Microsoft announced that it will have a beta version of its upcoming hypervisor virtualization technology ready by the end of 2006, and will release to manufacturing a final version within six months of the release of its Windows Server “Longhorn” operating system RTM.

Microsoft made the announcements May 22 during the first day of its WinHec conference in Seattle.

Along with the hypervisor news, Microsoft also announced that a beta version of its System Center Virtual Machine Manager—formerly codenamed “Carmine”—will be released within the next three months, and that it also intends to buy application virtualization company Softricity.

The announcements come as more businesses turn to server virtualization as a way of reducing hardware and power costs and driving up the utilization of their systems.

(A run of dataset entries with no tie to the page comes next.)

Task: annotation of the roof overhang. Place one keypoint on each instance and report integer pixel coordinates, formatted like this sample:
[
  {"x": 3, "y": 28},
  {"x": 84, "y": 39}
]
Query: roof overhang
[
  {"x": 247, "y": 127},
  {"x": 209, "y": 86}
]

Utilization rates for servers are usually in the 10 to 15 percent range. It also comes at a time when Microsoft is hearing criticism for being behind others—particularly VMware and the open-source Xen project—in virtualization technology for x86 systems.

Virtualization enables users to run multiple operating systems on a single physical server via virtual machines. It also can be used to view multiple physical machines as a single virtualized pool of resources.

Microsoft, of Redmond, Wash., last year released Virtual Server 2005, which enables users to create virtual machines in Window’s environments.

The hypervisor technology will allow users to more easily use virtualization and see better performance in these virtualized environments, Jim Ni, group product manager for server virtualization marketing at Microsoft, said in an interview with eWEEK before WinHec opened.

“With our architecture, we view our hypervisor as a very thin layer of code that sits between the operating system and hardware,” Ni said.